His hit on Port Adelaide forward Chad Wingard was a cheap shot with the possibility of causing real damage to the head and neck. For those who haven't seen it, or need some context before reading on take a look:
What did we see? We saw Hodge accelerate and brace himself to hit Wingard hard and high and be inches or milliseconds away from causing serious head trauma. Despite the chorus of bitter old men who claim otherwise, let's ditch the idea that footy is a soft game because it isn't. But let's also refute the archaic idea that what Hodge did was tough. It wasn't, it was a sniper act and something that arguably today's toughest and bravest player would be embarrassed to watch back.
Some of what has floated around social media about Hodge has been worth reading, some not.
One thing is irrefutable - it is baffling how professional, supposed unbiased adjudicators can find Hodge's actions to be careless (not intentional) and medium impact to the head. Amongst other things, careless is defined as "having no care or concern or not paying enough attention to what one does" - hold that though. Intentional is "done with intent or purpose". What Hodge did was purposely target Wingard, accelerate towards him and attempt to demolish him. Luckily for both, he didn't connect but it wasn't through lack of intent.
The AFL must come under attack for the ongoing Tribunal and Match Review Panel issues. Chris Masten was found guilty by the tribunal for biting Nick Suban. If he was found guilty of biting, the penalty should have been at least six weeks, but it remains that he was convicted on flaky evidence.
On the tribunal side of things Lance Franklin and Kurt Tippett got a week each for strikes while Steven May got three weeks for his collision with Tom Rockliff.

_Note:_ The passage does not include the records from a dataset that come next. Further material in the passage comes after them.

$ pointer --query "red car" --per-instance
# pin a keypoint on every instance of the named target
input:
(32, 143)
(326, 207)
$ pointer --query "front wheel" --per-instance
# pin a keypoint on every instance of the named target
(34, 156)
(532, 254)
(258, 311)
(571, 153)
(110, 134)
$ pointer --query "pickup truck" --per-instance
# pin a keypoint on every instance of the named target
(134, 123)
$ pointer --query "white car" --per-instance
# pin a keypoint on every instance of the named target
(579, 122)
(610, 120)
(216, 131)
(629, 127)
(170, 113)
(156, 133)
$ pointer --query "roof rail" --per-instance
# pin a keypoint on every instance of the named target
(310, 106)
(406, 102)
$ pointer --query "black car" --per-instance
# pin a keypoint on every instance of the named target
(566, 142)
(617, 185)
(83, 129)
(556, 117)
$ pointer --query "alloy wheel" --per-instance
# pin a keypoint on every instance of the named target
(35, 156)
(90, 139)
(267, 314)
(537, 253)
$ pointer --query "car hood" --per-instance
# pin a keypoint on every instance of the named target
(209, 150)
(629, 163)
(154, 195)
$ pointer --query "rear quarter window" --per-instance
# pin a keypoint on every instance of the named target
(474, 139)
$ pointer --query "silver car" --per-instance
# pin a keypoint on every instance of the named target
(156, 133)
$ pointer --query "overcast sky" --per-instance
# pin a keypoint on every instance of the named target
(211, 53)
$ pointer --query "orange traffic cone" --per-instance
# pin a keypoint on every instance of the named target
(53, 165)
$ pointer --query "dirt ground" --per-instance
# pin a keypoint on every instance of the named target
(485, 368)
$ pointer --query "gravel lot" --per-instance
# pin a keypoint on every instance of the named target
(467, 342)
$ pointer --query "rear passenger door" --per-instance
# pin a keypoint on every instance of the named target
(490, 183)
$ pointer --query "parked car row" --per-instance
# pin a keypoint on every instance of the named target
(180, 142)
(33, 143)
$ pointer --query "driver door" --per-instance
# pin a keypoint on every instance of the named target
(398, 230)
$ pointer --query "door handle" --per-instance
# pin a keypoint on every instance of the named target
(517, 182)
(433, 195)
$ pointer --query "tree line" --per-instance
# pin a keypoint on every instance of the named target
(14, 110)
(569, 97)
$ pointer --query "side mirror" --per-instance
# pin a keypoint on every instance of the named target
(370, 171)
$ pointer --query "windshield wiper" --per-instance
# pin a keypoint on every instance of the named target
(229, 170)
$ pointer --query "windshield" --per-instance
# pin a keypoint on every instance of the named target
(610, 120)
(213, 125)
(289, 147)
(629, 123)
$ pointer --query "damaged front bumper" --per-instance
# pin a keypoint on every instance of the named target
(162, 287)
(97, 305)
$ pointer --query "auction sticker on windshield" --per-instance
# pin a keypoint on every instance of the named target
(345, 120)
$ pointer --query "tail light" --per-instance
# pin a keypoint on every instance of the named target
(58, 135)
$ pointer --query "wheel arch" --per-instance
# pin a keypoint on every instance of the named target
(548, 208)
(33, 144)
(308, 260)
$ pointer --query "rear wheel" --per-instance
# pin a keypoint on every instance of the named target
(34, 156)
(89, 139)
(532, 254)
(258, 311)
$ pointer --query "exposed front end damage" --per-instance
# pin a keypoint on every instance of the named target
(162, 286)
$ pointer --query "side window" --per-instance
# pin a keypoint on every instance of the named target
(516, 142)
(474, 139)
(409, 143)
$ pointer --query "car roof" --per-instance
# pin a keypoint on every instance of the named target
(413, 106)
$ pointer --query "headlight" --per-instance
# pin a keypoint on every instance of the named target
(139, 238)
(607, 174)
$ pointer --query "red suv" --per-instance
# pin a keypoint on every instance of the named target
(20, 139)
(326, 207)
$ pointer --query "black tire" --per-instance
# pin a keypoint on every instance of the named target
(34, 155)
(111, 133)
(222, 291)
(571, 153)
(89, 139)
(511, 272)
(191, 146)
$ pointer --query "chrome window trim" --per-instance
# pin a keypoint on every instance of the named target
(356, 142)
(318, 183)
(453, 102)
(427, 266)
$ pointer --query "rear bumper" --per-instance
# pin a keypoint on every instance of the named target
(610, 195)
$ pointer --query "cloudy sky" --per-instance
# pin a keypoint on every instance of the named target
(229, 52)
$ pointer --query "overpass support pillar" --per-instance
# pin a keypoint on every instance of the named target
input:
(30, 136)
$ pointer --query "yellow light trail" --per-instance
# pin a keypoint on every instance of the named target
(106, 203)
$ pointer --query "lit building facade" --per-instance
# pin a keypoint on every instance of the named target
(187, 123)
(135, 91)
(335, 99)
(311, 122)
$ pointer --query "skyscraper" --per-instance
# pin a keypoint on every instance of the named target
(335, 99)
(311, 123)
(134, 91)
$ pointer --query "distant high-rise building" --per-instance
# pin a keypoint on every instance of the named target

May is in essence an AFL nobody, while Franklin and Tippett are big name, big money recruits for the AFL's biggest cash cow Sydney Swans. Hodge is one of the biggest drawcards in the AFL and captain of the best team in the league who gets people through the gates. The 'wet lettuce' penalty of two weeks allows him to miss what will amount to glorified training sessions against Brisbane and Carlton but be back for the qualifying final, which is an incredible irony.
One can't help but wonder whether he would have been treated so well by the tribunal if he were Steven May.